View Formatting is a nice way to customize your modern lists’ views, but it requires that the columns used in the JSON are referenced in the view.

This workaround allows you to use a calculated column to reference the required column.

Create Columns Description and Status

In this example, you will create a list with two additional columns:

  • Description: a single line of text
  • Status: choice (Values: In progress, In review, Done)

Fill in some data like in the example below:

Format View

Go to the view formatting panel and add the following script:

{
  "schema": "https://developer.microsoft.com/json-schemas/sp/view-formatting.schema.json",
  "additionalRowClass": "=if([$Status] == 'Done', 'sp-field-severity--good', if([$Status] == 'In progress', 'sp-field-severity--low', 'sp-field-severity--warning')) + ' ms-fontColor-neutralSecondary'"
}

The Problem

If you hide the column Status from the view, it will not show the colors correctly because it can´t find the column Status.

The Workaround

To solve this problem, create a calculated field to show the value in the Description field and make a reference to the Status field.

=IF(1=2,[Status],[Description])

This condition will always show the Description field because 1==2 is always false. Even so, it makes the needed referee to the Status field.

Add a DueDate field

The calculated field reference is always of type text, even if the original value is not. If, for example, you need to make some date validations, it’s required that you convert the value in the format view.

Consider that you need to add a DueDate field that appears red if it’s not completed or if the due date has already passed.

Add the field DueDate of type Date, and fill it with some past dates.

Change the Calculated Description script, to reference the DueDate:

=IF(1=2,[Status]+[DueDate],[Description])

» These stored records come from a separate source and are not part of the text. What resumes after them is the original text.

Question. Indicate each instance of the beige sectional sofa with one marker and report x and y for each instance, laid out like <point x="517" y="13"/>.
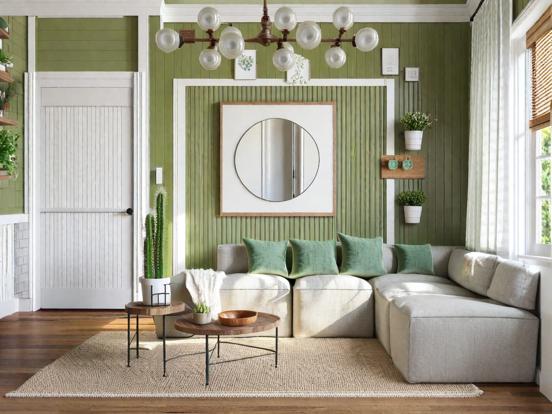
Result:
<point x="473" y="320"/>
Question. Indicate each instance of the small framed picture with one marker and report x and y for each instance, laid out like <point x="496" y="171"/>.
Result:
<point x="299" y="74"/>
<point x="245" y="66"/>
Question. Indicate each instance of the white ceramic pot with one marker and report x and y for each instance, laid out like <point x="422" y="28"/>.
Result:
<point x="201" y="318"/>
<point x="413" y="140"/>
<point x="155" y="286"/>
<point x="412" y="214"/>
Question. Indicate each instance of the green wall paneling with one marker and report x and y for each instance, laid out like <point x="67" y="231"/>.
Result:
<point x="87" y="44"/>
<point x="12" y="193"/>
<point x="440" y="50"/>
<point x="360" y="130"/>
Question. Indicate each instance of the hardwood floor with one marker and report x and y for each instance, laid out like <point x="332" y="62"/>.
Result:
<point x="30" y="341"/>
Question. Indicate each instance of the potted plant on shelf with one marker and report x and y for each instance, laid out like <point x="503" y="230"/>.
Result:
<point x="8" y="153"/>
<point x="154" y="282"/>
<point x="412" y="202"/>
<point x="5" y="61"/>
<point x="201" y="314"/>
<point x="414" y="124"/>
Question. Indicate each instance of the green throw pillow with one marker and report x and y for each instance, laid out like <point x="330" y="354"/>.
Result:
<point x="313" y="258"/>
<point x="267" y="257"/>
<point x="414" y="258"/>
<point x="361" y="257"/>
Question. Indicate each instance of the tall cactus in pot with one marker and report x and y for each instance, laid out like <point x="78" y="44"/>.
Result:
<point x="160" y="234"/>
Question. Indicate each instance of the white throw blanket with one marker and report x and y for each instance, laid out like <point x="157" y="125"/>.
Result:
<point x="204" y="287"/>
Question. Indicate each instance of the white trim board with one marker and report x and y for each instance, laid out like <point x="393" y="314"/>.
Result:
<point x="364" y="13"/>
<point x="179" y="149"/>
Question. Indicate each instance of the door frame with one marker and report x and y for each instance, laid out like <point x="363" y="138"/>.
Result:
<point x="34" y="81"/>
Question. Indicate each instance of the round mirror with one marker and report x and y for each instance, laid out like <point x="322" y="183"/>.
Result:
<point x="276" y="160"/>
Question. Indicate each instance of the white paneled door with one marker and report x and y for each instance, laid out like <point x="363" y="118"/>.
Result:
<point x="86" y="195"/>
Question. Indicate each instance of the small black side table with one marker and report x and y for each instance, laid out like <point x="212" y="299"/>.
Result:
<point x="139" y="309"/>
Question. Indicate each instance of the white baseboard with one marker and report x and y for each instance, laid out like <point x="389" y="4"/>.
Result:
<point x="9" y="307"/>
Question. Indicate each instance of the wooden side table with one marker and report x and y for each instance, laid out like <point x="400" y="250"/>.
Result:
<point x="138" y="309"/>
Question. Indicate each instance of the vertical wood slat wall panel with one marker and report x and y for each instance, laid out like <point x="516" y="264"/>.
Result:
<point x="440" y="50"/>
<point x="6" y="262"/>
<point x="359" y="142"/>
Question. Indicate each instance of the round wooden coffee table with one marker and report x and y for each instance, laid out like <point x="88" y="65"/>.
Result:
<point x="264" y="322"/>
<point x="138" y="308"/>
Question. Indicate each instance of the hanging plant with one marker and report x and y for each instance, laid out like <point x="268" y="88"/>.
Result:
<point x="8" y="152"/>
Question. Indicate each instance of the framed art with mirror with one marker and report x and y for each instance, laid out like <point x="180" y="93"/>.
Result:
<point x="277" y="159"/>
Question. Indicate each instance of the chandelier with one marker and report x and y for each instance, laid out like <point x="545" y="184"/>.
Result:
<point x="231" y="43"/>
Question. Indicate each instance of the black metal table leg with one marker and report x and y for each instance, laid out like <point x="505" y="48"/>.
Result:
<point x="276" y="353"/>
<point x="206" y="360"/>
<point x="137" y="336"/>
<point x="128" y="339"/>
<point x="164" y="350"/>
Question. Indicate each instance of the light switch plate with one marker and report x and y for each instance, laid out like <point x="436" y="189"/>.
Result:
<point x="390" y="61"/>
<point x="411" y="74"/>
<point x="159" y="175"/>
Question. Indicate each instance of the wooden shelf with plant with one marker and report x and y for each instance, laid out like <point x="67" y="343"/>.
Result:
<point x="9" y="141"/>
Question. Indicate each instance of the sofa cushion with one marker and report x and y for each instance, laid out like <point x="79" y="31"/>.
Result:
<point x="248" y="281"/>
<point x="473" y="270"/>
<point x="414" y="258"/>
<point x="267" y="257"/>
<point x="313" y="257"/>
<point x="462" y="339"/>
<point x="515" y="284"/>
<point x="332" y="306"/>
<point x="389" y="287"/>
<point x="361" y="257"/>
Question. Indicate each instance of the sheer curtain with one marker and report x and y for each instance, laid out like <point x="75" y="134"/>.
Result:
<point x="488" y="222"/>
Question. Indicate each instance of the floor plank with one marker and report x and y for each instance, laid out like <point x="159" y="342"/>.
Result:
<point x="30" y="341"/>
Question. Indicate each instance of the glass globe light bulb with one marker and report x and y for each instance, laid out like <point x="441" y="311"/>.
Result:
<point x="208" y="18"/>
<point x="285" y="19"/>
<point x="231" y="43"/>
<point x="308" y="35"/>
<point x="167" y="40"/>
<point x="210" y="59"/>
<point x="335" y="57"/>
<point x="283" y="59"/>
<point x="366" y="39"/>
<point x="343" y="18"/>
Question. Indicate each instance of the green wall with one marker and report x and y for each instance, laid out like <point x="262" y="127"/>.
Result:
<point x="12" y="195"/>
<point x="440" y="50"/>
<point x="518" y="6"/>
<point x="360" y="194"/>
<point x="87" y="44"/>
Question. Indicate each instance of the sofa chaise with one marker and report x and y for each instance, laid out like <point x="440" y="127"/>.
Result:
<point x="473" y="320"/>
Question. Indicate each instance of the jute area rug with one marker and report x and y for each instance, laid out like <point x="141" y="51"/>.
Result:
<point x="306" y="368"/>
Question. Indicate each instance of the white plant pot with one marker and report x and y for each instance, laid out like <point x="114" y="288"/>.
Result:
<point x="412" y="214"/>
<point x="413" y="140"/>
<point x="155" y="286"/>
<point x="201" y="318"/>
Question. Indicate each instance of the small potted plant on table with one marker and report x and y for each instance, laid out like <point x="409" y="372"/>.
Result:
<point x="414" y="124"/>
<point x="8" y="153"/>
<point x="154" y="283"/>
<point x="201" y="314"/>
<point x="412" y="202"/>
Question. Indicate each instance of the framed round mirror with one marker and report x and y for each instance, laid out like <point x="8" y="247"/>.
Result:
<point x="276" y="160"/>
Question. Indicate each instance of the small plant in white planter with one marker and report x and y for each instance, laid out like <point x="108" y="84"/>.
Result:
<point x="412" y="202"/>
<point x="414" y="124"/>
<point x="201" y="314"/>
<point x="154" y="283"/>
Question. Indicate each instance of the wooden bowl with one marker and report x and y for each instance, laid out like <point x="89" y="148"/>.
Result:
<point x="237" y="318"/>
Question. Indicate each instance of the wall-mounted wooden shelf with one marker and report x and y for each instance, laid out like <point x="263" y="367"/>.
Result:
<point x="7" y="122"/>
<point x="5" y="77"/>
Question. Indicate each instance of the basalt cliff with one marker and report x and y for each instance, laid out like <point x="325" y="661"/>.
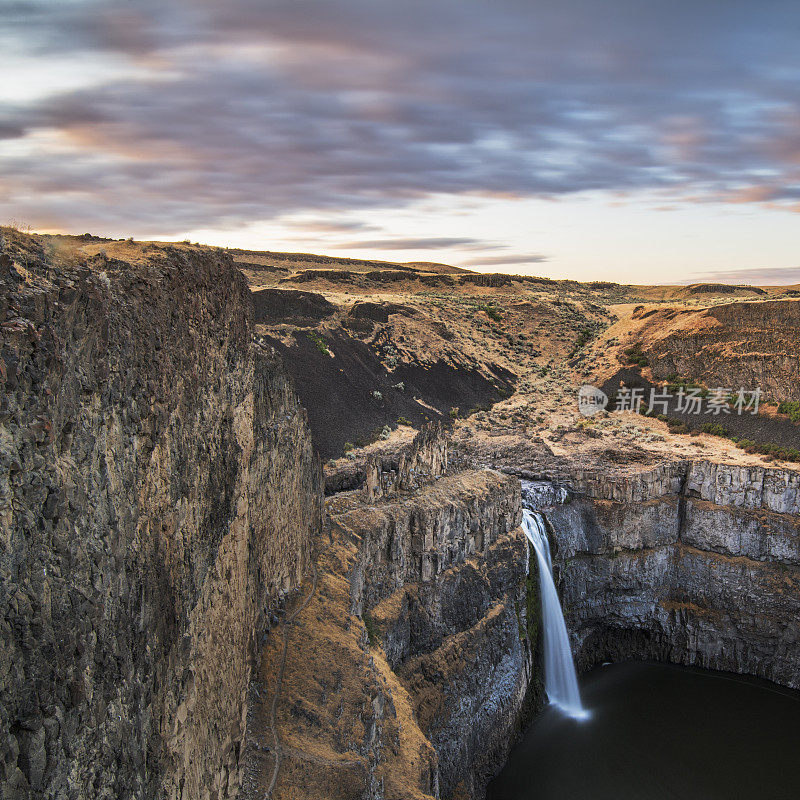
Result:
<point x="194" y="607"/>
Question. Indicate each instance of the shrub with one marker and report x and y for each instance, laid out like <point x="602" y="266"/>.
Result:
<point x="714" y="428"/>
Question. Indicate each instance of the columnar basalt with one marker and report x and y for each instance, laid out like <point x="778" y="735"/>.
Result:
<point x="158" y="493"/>
<point x="407" y="672"/>
<point x="695" y="562"/>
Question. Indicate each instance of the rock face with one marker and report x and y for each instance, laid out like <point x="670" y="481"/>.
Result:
<point x="158" y="494"/>
<point x="693" y="562"/>
<point x="406" y="671"/>
<point x="732" y="345"/>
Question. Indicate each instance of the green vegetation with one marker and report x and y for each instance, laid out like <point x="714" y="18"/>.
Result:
<point x="583" y="338"/>
<point x="687" y="384"/>
<point x="773" y="450"/>
<point x="491" y="312"/>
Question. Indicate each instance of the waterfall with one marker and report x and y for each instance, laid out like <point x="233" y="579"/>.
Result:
<point x="560" y="681"/>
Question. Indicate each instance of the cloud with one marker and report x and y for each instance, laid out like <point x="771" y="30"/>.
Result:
<point x="429" y="243"/>
<point x="499" y="261"/>
<point x="756" y="276"/>
<point x="244" y="110"/>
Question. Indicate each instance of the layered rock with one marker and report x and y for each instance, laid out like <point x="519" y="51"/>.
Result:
<point x="158" y="494"/>
<point x="406" y="670"/>
<point x="731" y="345"/>
<point x="694" y="562"/>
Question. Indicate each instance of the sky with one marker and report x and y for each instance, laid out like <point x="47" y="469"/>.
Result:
<point x="629" y="140"/>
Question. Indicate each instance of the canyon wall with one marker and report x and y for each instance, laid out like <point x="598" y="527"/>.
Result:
<point x="406" y="670"/>
<point x="732" y="345"/>
<point x="158" y="495"/>
<point x="691" y="562"/>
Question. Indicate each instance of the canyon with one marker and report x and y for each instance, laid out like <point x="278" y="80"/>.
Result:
<point x="195" y="606"/>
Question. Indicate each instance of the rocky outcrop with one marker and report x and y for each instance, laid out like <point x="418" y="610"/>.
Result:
<point x="732" y="345"/>
<point x="406" y="667"/>
<point x="692" y="562"/>
<point x="304" y="309"/>
<point x="158" y="495"/>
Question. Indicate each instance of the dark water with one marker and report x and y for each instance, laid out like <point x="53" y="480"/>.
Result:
<point x="660" y="732"/>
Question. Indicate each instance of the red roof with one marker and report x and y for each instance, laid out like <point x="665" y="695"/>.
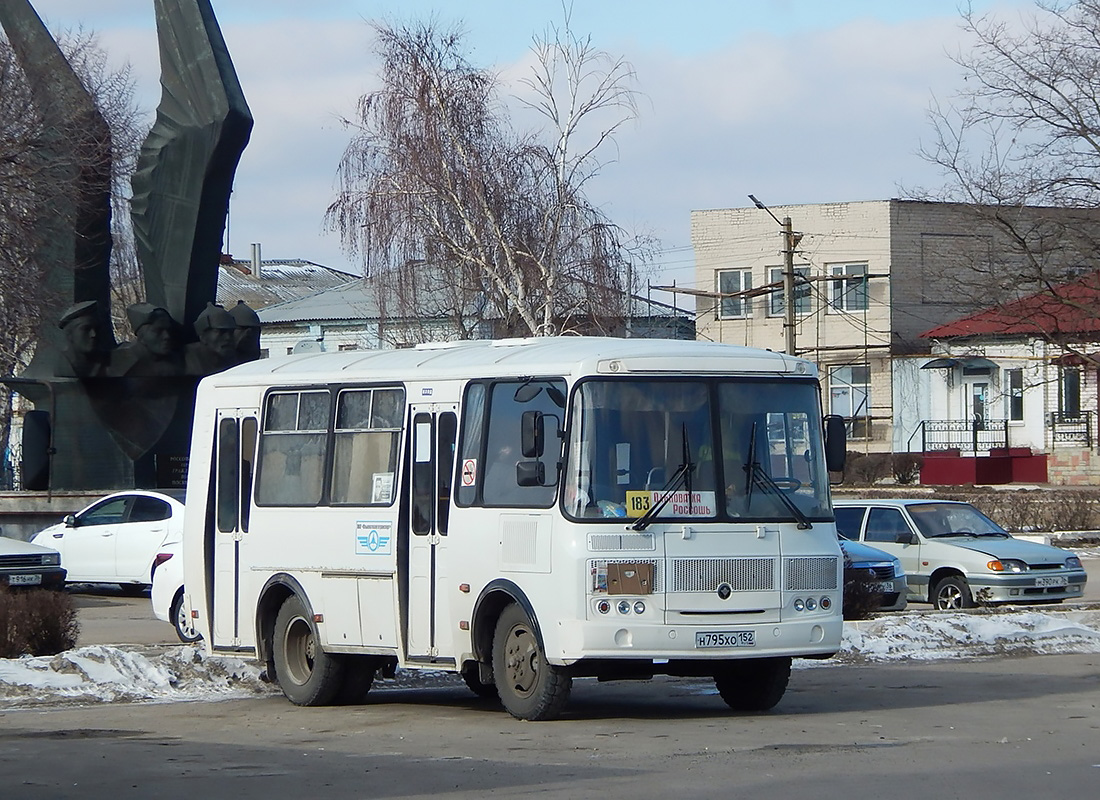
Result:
<point x="1069" y="308"/>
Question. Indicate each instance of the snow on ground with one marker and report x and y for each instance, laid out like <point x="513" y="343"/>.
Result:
<point x="173" y="674"/>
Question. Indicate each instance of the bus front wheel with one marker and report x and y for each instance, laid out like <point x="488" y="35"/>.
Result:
<point x="306" y="674"/>
<point x="754" y="683"/>
<point x="529" y="687"/>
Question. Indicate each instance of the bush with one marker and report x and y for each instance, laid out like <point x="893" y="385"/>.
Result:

Remove the DueDate from the view, and update the view formatter with the script below:

{
  "schema": "https://developer.microsoft.com/json-schemas/sp/view-formatting.schema.json",
  "additionalRowClass": "=if([$Status] == 'Done', 'sp-field-severity--good',if(Date[$DueDate] <= @now, 'sp-field-severity--severeWarning', if([$Status] == 'In progress', 'sp-field-severity--low', 'sp-field-severity--warning'))) + ' ms-fontColor-neutralSecondary'"
}

Notice that DueDate is required to be converted to Date (Date[$DueDate] <= @now) since it came from the calculated field.

That’s all, folks 🙂


1 Comment

JFillman · October 18, 2022 at 11:47 pm

Hi, was really hoping this was the solution, but with SharePoint online, this is not working. As soon as I hide the columns, the JSON formatting no longer works. The shown field is a calculated date field, and the formula references the 2 hidden columns. Everything works fine as long as the other 2 columns as visible. Any suggestions?